The pandemic is a dramatic example of the kinds of situations that may appear out of nowhere, leaving you at a loss about how to properly manage the crisis and sustain your business. Other examples might involve a security breach (more on that below), a natural disaster, an industrial accident, customer injuries or illnesses from your product, and more.
While you will never be fully prepared for every possible crisis, a business consultant who specializes in crisis management can help you address the issue. If nothing’s happened yet, count yourself lucky but know it’s only a matter of time.
A business consultant can also help you address contingencies by preparing a business continuity plan, noting your vulnerabilities and suggesting ways to address them before disaster strikes. This type of proactive help will better position you in the event of another year like 2020 (not that we want one!).
6. Financials and cash flow
From small business accounting processes to high-level financial and cash flow analysis, business finance can be a complex topic. Many small business owners tend to wing it when it comes to this part of their business.
That’s what I did until I realized I needed to hire a certified public accountant because I was spending more each month than I was earning. But I didn’t have the perspective to make smarter business decisions while spending less overall. Adding a CPA removed many of those headaches.
Certification provides the necessary credibility so you can trust a consultant to delve into your financials. They can point out where you may need to rethink spending while also providing tips on creating an emergency fund, retirement accounts, and better tax planning processes.
7. IT and security
Another critical area of your business is information technology and security management. From an expansive online presence to the need to do remote work -- combined with an increase in data breaches -- it’s more important than ever to be aware of your IT systems.

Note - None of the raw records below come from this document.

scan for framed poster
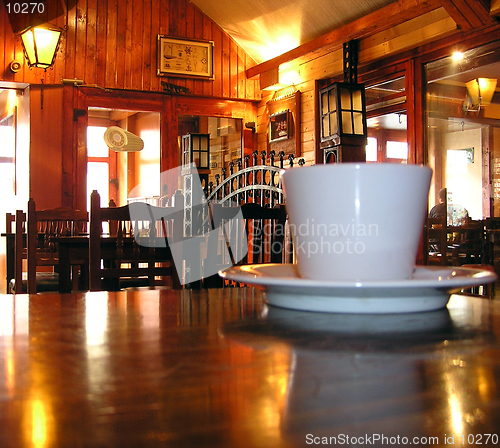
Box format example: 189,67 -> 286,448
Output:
157,34 -> 214,79
269,109 -> 290,142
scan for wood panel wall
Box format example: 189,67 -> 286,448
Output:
257,8 -> 498,164
0,0 -> 261,208
0,0 -> 260,100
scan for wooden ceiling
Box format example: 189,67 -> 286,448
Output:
191,0 -> 500,77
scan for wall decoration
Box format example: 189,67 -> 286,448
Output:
157,35 -> 214,79
267,86 -> 301,157
269,109 -> 290,142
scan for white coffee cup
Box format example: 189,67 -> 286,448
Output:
282,163 -> 432,282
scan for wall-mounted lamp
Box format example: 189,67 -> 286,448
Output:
260,67 -> 288,90
245,121 -> 255,134
21,24 -> 63,70
319,82 -> 367,146
462,78 -> 497,113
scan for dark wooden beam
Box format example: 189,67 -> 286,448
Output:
246,0 -> 441,78
439,0 -> 495,31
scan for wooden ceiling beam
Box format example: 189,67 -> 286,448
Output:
246,0 -> 442,78
439,0 -> 495,31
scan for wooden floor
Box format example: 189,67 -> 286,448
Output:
0,288 -> 500,448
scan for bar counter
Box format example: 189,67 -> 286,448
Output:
0,288 -> 500,448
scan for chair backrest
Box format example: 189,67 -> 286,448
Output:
427,216 -> 448,266
27,198 -> 89,294
14,210 -> 27,292
204,203 -> 287,287
89,190 -> 183,291
448,220 -> 487,266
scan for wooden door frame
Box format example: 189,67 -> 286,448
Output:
69,86 -> 258,214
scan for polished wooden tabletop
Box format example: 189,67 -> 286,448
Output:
0,288 -> 500,448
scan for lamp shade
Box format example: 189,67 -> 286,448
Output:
21,25 -> 62,70
319,82 -> 367,146
466,78 -> 497,106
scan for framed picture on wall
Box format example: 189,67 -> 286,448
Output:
269,109 -> 290,142
157,35 -> 214,79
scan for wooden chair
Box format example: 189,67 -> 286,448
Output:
427,216 -> 448,266
204,203 -> 287,287
10,210 -> 28,293
461,264 -> 495,299
448,220 -> 486,266
26,198 -> 88,294
89,190 -> 183,291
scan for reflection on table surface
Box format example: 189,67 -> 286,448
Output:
0,288 -> 500,448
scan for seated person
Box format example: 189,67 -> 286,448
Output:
429,188 -> 446,218
429,188 -> 469,227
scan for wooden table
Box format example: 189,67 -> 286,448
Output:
53,235 -> 206,293
0,288 -> 500,448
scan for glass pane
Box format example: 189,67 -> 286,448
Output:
352,112 -> 363,135
342,112 -> 353,134
321,115 -> 330,137
330,112 -> 339,135
87,126 -> 109,158
328,89 -> 337,112
366,137 -> 377,162
352,90 -> 363,110
0,162 -> 15,193
200,137 -> 208,151
191,135 -> 200,151
386,141 -> 408,159
321,92 -> 328,115
200,152 -> 208,168
425,41 -> 500,223
0,117 -> 16,157
340,89 -> 352,110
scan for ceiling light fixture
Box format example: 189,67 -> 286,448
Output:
462,78 -> 497,113
21,24 -> 63,70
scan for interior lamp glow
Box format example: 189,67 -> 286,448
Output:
21,24 -> 63,70
465,78 -> 497,112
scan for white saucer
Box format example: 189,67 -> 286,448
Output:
219,264 -> 497,314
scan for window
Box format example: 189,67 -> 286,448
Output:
87,126 -> 109,210
0,108 -> 16,194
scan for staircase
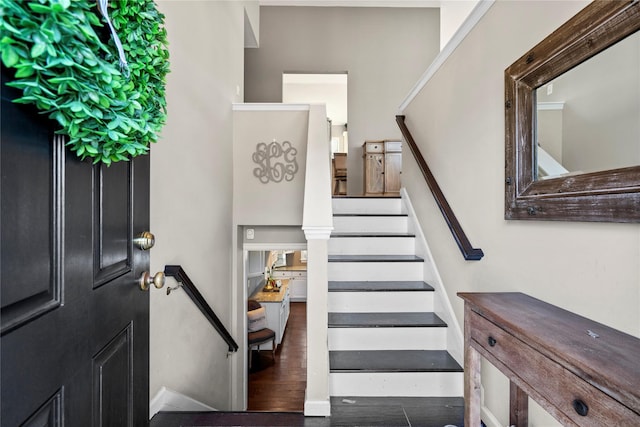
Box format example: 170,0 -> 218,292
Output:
328,197 -> 463,400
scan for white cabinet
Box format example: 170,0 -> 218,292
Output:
255,285 -> 290,350
289,276 -> 307,302
271,270 -> 307,302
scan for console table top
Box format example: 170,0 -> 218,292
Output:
458,292 -> 640,412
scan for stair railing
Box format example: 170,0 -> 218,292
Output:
396,115 -> 484,261
164,265 -> 238,353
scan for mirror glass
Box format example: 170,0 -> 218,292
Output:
533,33 -> 640,179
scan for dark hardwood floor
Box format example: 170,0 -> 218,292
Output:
247,302 -> 307,412
150,302 -> 464,427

You and your business can incur considerable fiscal responsibility should hackers steal customer data. You also need to know new data privacy regulations, including those from the European Union, since your business could attract customers from around the world.
A business consultant who specializes in IT and security could help you fill the knowledge and skills gaps you have in this area and assist you in protecting your own data and that of your customers. In the process, you can ensure your hard-earned revenue doesn't go to fines, penalties, and lawsuits over security breaches.

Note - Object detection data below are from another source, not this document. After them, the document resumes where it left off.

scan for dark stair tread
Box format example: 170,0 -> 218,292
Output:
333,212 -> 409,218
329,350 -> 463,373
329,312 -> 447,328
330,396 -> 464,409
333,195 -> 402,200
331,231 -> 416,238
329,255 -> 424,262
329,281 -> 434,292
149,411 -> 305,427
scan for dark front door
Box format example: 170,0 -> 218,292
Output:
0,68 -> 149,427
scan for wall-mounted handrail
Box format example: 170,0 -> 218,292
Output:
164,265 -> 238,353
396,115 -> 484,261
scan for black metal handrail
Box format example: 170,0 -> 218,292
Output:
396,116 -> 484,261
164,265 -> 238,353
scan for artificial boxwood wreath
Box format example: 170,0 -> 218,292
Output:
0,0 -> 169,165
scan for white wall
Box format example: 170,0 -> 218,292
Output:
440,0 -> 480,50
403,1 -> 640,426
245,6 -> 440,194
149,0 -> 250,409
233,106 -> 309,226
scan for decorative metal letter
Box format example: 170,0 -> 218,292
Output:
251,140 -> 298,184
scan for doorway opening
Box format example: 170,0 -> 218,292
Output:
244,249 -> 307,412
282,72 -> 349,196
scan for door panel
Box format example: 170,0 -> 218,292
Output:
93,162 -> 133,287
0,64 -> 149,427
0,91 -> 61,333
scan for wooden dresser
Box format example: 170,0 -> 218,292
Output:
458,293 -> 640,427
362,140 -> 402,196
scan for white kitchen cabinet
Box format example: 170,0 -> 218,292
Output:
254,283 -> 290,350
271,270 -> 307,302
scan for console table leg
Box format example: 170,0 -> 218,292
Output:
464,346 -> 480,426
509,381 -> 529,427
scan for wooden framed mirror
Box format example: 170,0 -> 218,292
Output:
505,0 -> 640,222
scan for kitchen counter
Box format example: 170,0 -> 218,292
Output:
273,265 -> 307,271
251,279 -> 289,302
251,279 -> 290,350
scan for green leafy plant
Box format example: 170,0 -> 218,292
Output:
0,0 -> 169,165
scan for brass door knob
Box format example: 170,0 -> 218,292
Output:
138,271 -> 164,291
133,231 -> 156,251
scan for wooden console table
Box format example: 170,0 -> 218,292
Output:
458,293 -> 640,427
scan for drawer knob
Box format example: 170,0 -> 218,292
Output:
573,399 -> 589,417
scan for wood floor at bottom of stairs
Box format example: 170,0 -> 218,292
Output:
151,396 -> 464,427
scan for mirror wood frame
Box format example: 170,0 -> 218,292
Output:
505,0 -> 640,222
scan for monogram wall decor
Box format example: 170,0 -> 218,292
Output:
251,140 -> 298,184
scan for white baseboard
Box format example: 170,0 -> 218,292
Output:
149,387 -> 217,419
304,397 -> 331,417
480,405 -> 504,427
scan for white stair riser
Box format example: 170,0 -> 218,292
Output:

How to determine if your business needs a consultant
There’s a lot of assistance available to help your startup or small business. That's helpful to know, but do you actually need a consultant right now? Here are some signs that indicate it's time to bring in an expert.
Whether you’re just starting out or you’ve been in business for years, you may feel stuck or lost. The map you’ve been using for your growth journey is blank, with no designated destinations, signposts, or even an endpoint.
The many hats you’ve been wearing have served you well, but as your business has evolved, you realize some skills are missing. These skills gaps are now starting to affect business performance and adversely impacting your competitive advantage or increasing your business risk.
You know that stuff that hits the fan? Well, that happened, and now you don’t know how to solve the problems. They won't simply go away if you ignore them. This crisis may be impacting your bottom line, brand, sustainability, or all of the above.
Calling all consultants (or maybe just one)
The good thing about small business consulting is that you can find many subject experts to help you with one or more specific areas. From security and strategy to financial planning, you can find a business consultant for every need. Now is the time to reach out and get the help you know you need.
Not sure where to look? Start with other entrepreneurs like yourself for referrals. Check out professional networking sites and online directories for consulting firms and specialists as well. Once you find the consultants who fit your needs, you’ll not only see the forest for the trees, but you’ll be able to grow it, too.